Книги

Поселок Просцово. Одна измена, две любви

22
18
20
22
24
26
28
30

Уколол.

— Спасибо, Игорь Петрович, не оставляете меня, старика, в беде. Я отплачу.

— Да полно вам! Сейчас постарайтесь уснуть.

— Чего там? — спросила Алина.

— Да чего… Плохо дело. Давно уж плохо. Не спит. Кольнул морфин.

— Да-а. Жалко дедушку, хороший такой. У него родственники-то есть?

— Да где-то есть. Но он их тревожить не хочет…

— Надо сказать ему, чтоб всё-таки он их известил.

— Пожалуй.

На другой день выяснилось, что Пётр Алексеевич так и не уснул. Всю ночь тошнило. «Вот тебе и морфин! Что же теперь делать? Чем обезболивать?».

Пётр Алексеевич сделался суров и как бы внутренне-решителен.

— Вызову сына. Пускай везёт в К… Надо что-то делать.

— Правильно, Пётр Алексеевич. Всё-таки, не зря они там сидят. Подберут вам хорошую схему лечения, и всё будет хорошо.

Умирающий посмотрел на меня искоса со своим обычным робким полунедоверием-полунадеждой. Я уверенно кивнул на его взгляд. Он тоже молча покивал, как-то неопределённо уставившись в пространство перед собой. Я побудил его не падать духом, выписал рецепт на транквилизатор и отбыл на работу. Больше я Петра Алексеевича не видел. Он умер через 2 дня, кажется, в Т… Через неделю в квартиру № 1 заселился его внук, парень лет двадцати, с девушкой-красавицей родом из Шевцова. После формального знакомства мы формально здоровались при встрече; более или менее тёплых отношений между нами не сложилось. Они тоже ругались. Не так часто и не так громко, как Николай Иванович с Галиной Николаевной, а всё же, — по-своему, по-юношески. Через месяц за стенкой сделалась свадьба. Часов до трех ночи компания там пьянствовала и громко крутила попсу. Рома не мог уснуть. Мы решили «отомстить» и поставили через колонки на полную мощь «Время менять имена» «Алисы». Свадьба несколько смутилась. Музыку сделала потише, но продолжила пьяно орать. Под это Рома всё же уснул. Иногда, по пути в огород, я встречал на крыльце молодую соседушку. Она была худая, длинноногая, смазливая и, как и все девушки в этом Просцове, изо всех сил почему-то желавшая показать, что она городская, а здесь — так, случайно. Мы здоровались, и я чувствовал отдалённо в её интонациях что-то вроде заигрывания. Мне подумалось, что рановато они поженились. Почему-то я не мог отделаться от брезгливого отношения к ним, возможно из-за тёплой памяти к серьёзному, тихо-страдающему, мило-простому и жалкому Петру Алексеевичу. Я был уверен почему-то, что их брак априори обречен; слишком уж часто и глупо они лаялись, будучи медовой прыщавой спермой обмазанными.

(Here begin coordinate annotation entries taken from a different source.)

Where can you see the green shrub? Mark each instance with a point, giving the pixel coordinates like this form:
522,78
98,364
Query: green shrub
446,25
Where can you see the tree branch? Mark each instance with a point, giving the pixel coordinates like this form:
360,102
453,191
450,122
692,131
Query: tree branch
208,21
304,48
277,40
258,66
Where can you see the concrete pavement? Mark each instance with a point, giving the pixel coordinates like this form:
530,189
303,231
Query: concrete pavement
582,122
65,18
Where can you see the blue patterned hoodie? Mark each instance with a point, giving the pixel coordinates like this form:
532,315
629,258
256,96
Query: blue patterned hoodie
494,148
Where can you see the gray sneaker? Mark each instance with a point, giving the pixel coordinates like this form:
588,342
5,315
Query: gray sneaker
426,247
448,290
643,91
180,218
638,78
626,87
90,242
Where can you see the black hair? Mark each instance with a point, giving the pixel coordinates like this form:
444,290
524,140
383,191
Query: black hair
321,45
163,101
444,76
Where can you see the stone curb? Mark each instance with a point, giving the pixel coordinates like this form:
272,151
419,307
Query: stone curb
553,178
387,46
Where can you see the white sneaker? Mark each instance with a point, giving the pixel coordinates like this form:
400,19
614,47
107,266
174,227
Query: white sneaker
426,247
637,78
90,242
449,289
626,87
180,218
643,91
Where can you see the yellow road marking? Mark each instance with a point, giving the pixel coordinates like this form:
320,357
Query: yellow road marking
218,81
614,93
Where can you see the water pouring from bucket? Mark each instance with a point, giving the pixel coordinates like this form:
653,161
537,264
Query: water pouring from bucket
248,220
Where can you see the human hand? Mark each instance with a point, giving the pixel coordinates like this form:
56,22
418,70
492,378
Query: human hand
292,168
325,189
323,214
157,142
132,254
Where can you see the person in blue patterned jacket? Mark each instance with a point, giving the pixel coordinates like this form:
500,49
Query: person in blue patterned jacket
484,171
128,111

Смерть. В моей квартире — маленькая круглоглазая, точащая зубы о прутья кроватки жизнь, а за стенкой — багровая, сжирающая изнутри, равнодушная, тяжёлая, изматывающая болью, бессонницей и усталостью старая смерть. Всё закономерно. Всё — своим чередом. Чужая смерть. Медицинский работник — это такой зверь, который относится к чужой смерти, как к чему-то бесконечно будничному, не трогающему и даже скучному. А если умерший, к тому же, — пациент, то известие о его смерти несёт даже оттенок положительной эмоции, мол, одним надоедалой меньше. Конечно, всё это — вариант личной психологической защиты, элемент вынужденной профессиональной необходимости. Но, впрочем, и у многих так. Это подобно тому, как Чехов прописал в своём «Крыжовнике»: «благодушно тащат на кладбище своих покойников».

Валентина Алексеевна, медсестра стационара, отдыхая на кушетке, пока доктор в миллионный раз выводит за столом своё «дыхание везикулярное»:

— Вы слыхали, Игорь Петрович?

— Что?

— Константинов умер, Павел Иванович.

— Да ну!?.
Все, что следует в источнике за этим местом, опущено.